Mais quand est arrivée la scène avec le fauve, je leur ai dit de ne plus bouger, pas même un orteil. Pas un seul n’a bronché et après le tournage, ils m’appelaient le magicien. Idem pour Monique sur le tournage de Gladiator au Maroc. Elle s’est imposée sans difficulté alors que c’est une femme, de couleur, dans un pays musulman. Il n’y a que les fauves qui permettent ça. En Afrique ou en Asie, je suis soit tabou, soit sorcier. » Célèbre au quatre coins du monde, le dresseur reconnaît que sa carrière lui a permis d’assouvir l’un de ses rêves d’enfant, celui de voyager dans le monde entier. « J’ai fait le compte,  je suis à 49 pays ! Toujours pour le travail.
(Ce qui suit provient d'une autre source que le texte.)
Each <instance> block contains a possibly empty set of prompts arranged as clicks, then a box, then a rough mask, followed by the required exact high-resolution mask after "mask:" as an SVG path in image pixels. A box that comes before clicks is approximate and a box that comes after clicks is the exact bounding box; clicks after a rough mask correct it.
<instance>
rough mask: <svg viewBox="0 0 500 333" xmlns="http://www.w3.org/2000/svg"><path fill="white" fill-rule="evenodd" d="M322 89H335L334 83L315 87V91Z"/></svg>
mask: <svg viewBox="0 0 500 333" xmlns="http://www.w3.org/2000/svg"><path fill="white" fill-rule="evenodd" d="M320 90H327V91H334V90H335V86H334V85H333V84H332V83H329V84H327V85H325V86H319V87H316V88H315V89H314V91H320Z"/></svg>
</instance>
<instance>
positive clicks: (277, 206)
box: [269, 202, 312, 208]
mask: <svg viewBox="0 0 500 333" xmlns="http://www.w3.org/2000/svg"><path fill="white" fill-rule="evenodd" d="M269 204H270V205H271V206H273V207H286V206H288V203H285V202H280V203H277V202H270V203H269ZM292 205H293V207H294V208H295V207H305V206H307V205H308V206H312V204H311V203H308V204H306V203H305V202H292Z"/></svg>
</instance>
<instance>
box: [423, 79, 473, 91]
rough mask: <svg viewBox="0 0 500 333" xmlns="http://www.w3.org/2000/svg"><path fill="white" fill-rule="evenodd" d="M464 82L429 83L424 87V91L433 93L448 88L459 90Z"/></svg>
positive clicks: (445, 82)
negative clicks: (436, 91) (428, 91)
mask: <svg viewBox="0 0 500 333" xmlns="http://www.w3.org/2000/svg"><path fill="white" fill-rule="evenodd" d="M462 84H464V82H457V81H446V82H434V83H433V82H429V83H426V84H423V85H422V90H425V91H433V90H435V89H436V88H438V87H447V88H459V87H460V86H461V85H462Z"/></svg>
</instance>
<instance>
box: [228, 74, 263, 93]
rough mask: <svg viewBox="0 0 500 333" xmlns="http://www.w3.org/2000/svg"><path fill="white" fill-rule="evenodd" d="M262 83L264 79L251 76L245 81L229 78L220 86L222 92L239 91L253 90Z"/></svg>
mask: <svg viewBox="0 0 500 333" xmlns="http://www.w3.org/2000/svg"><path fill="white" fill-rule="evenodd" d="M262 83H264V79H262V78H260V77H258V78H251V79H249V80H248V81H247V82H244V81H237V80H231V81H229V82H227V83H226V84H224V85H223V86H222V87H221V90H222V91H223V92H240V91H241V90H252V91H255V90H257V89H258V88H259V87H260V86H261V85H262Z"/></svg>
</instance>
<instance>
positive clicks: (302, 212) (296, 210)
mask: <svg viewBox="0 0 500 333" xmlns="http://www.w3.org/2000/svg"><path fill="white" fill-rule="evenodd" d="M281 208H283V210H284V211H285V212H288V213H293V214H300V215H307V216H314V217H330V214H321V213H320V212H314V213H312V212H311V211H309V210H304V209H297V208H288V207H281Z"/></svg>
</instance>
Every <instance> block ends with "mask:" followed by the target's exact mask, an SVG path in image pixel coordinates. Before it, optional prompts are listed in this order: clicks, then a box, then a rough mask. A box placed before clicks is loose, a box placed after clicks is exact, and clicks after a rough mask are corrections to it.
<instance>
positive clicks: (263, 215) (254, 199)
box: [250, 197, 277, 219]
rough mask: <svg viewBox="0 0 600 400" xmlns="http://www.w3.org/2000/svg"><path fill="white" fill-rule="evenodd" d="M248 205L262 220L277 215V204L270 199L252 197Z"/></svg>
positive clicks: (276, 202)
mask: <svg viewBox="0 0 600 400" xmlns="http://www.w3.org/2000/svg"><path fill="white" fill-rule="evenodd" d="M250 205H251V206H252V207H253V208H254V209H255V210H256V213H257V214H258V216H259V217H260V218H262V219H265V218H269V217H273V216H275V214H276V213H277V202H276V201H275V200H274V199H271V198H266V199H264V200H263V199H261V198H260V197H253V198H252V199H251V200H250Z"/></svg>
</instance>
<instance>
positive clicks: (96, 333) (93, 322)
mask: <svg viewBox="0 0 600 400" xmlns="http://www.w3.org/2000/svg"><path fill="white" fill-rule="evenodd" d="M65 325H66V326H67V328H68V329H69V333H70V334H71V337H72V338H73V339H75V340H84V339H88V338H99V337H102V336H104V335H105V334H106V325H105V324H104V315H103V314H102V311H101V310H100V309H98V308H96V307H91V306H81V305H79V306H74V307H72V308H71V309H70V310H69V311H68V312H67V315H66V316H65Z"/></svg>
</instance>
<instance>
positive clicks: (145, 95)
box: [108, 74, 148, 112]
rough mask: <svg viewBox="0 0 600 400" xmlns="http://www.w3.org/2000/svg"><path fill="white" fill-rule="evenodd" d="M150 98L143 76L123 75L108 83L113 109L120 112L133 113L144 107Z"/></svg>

Je n’ai jamais réussi à voyager comme touriste.

 

Quand je pars en voyage, c’est souvent avec mes bêtes. » Parfois  aussi avec Kareen, sa fille. Elle, s’est prise de passion pour les loups et l’assiste de temps à autre sur les tournages et les spectacles. Pendant près de 700 représentations, c’est elle qui jouait le rôle de « Soline » dans « Le Signe du Triomphe » au Puy du Fou. C’est elle d’ailleurs qui la première a été séduite par le projet proposé par Philippe de Villiers en 1999. « Il m’a demandé si c’était faisable et si ça m’intéressait de faire travailler mes fauves dans une arène, raconte Thierry.

 

J’avais écrit un spectacle pour des arènes quelques années plus tôt mais je ne l’avais jamais vendu donc l’idée m’a rapidement plu. » A tel point qu’il a depuis quitté la région parisienne pour s’installer à Vendrennes à quelques kilomètres du Puy du Fou. C’est là qu’il dresse ses lions, tigres, léopards, guépards, jaguars et loups, dès leur plus jeune âge. « J’ai aussi quelques retraités que je garde jusqu’à ce qu’ils meurent de leur belle mort. » La retraite pour lui il n’en n’est pas question : « Le travail c’est le moteur de ma vie. Si j’avais de gros problèmes physiques, je ne pourrais effectivement plus faire ce métier mais actuellement je suis en pleine forme. Et puis quand vous aimez ce que vous faites, la retraite, c’est une punition. » Pour Thierry Le Portier l’heure n’est pas encore de quitter la piste. Il est d’ailleurs temps pour lui d’entrer dans l’arène.

 

Adeline Sennecheau

 

 

 

Vite tracé

  • 1950 : naissance à Joinville-le-Pont.
  • A 16 ans, découvre le dressage au Zoo de Marseille.
  • 1968 : fait ses débuts comme dresseur dans un cirque en Italie.
  • 1974 : premier film «Les mille et une nuits» de Pier Paolo Pasolini.
  • 1999 : «Astérix et Obélix contre César » de Claude Zidi.
  • 2000 : «Gladiator» de Ridley Scott.
  • 2001 : rejoint le Puy du Fou et intègre le spectacle du stadium gallo-romain.
  • 2002 : «Astérix et Obélix, mission Cléopâtre» d’Alain Chabat.
  • 2004 : «Deux frères» de Jean-Jacques Annaud.
  • 2012 : «L’Odyssée de Pi» d’Ang Lee.